对于一些夫妻,观看色情内容(无论是单独的还是单独或在一起)是他们性生活的可接受的一部分,而对于其他人来说,这是一个交易破坏者。问题不一定是色情本身是否“坏”或“错误”,而是每位伴侣在其关系的背景下如何感受到它。
例如,如果一个配偶对此有道德反对的话,色情可能会在婚姻中成为一个问题,如果色情使用是秘密或强迫的,或者它会干扰保持健康的共享性生活。
What is Porn?
Pornography is difficult to define because it means different things to different people. Most commonly, it refers to sexually explicit printed or visual materials (such as videos, pictures, or writings) intended to arouse sexual excitement.
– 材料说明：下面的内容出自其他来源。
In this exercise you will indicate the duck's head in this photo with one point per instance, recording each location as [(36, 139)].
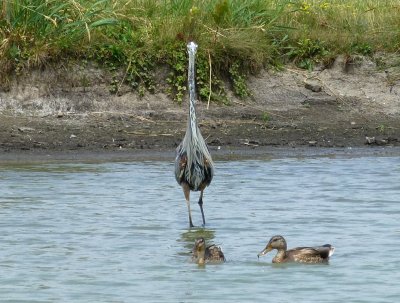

由于互联网,色情更容易和广泛可用。在以女性为中心的色情到有害物质,还有一个可能被视为色情的巨大频谱,这些材料描绘了残暴,暴力或虐待儿童。
色情问题
Research shows that many people watch porn—and that includes women.除了非法色情材料外,色情在所有关系中都可能不一定是一个问题。出现问题的是,当合作伙伴之间存在脱离时。
The question of whether porn is all right is a common one. There's nothing unhealthy or abnormal with watching legal adult material with consent, but some people use porn in unhealthy ways. Watching too much of it or becoming obsessed can be detrimental.
Like anything else having to do with sex, if porn use is mutual and consensual, it benefits a marriage. It can keep a couple's sex life fresh and vital. If it isn't, then there可能是一个问题。
一些配偶可能会考虑色情,侮辱,有辱人格,甚至一种形式的作弊。但是,其他人可能感觉不一样,因此可能无法理解他们的伴侣的愤怒或伤害他们使用色情片。
警告有害色情使用的迹象
有害色情用途的明显迹象是婚姻中缺乏性行为。您配偶可能与色情不健康的关系包括:
- 他们允许方便地访问色情杂志,videos, and computer files to other family members
- 他们要求在计算机上不寻常的隐私
- They masturbate excessively
- 当无法访问色情时,他们似乎焦虑,压力或喜怒无常
- 尽管存在负面后果,他们无法停止观看色情片
- 他们似乎没有关心你对这个问题的感受
- They try to lie or hide porn use
- 他们忽视家庭,社会或工作义务来查看色情片
- 他们拒绝讨论这个问题
- 他们花了越来越多的时间看色情片
- They stay up late at night to spend time on the computer
If Your Partner Is Watching Porn
当你的婚姻显然受到色情和伴侣的伤害时,你的伴侣不会停止观看色情片,你可能不得不面对你可能无法改变行为的现实。但是,您可以尝试控制对关系的控制。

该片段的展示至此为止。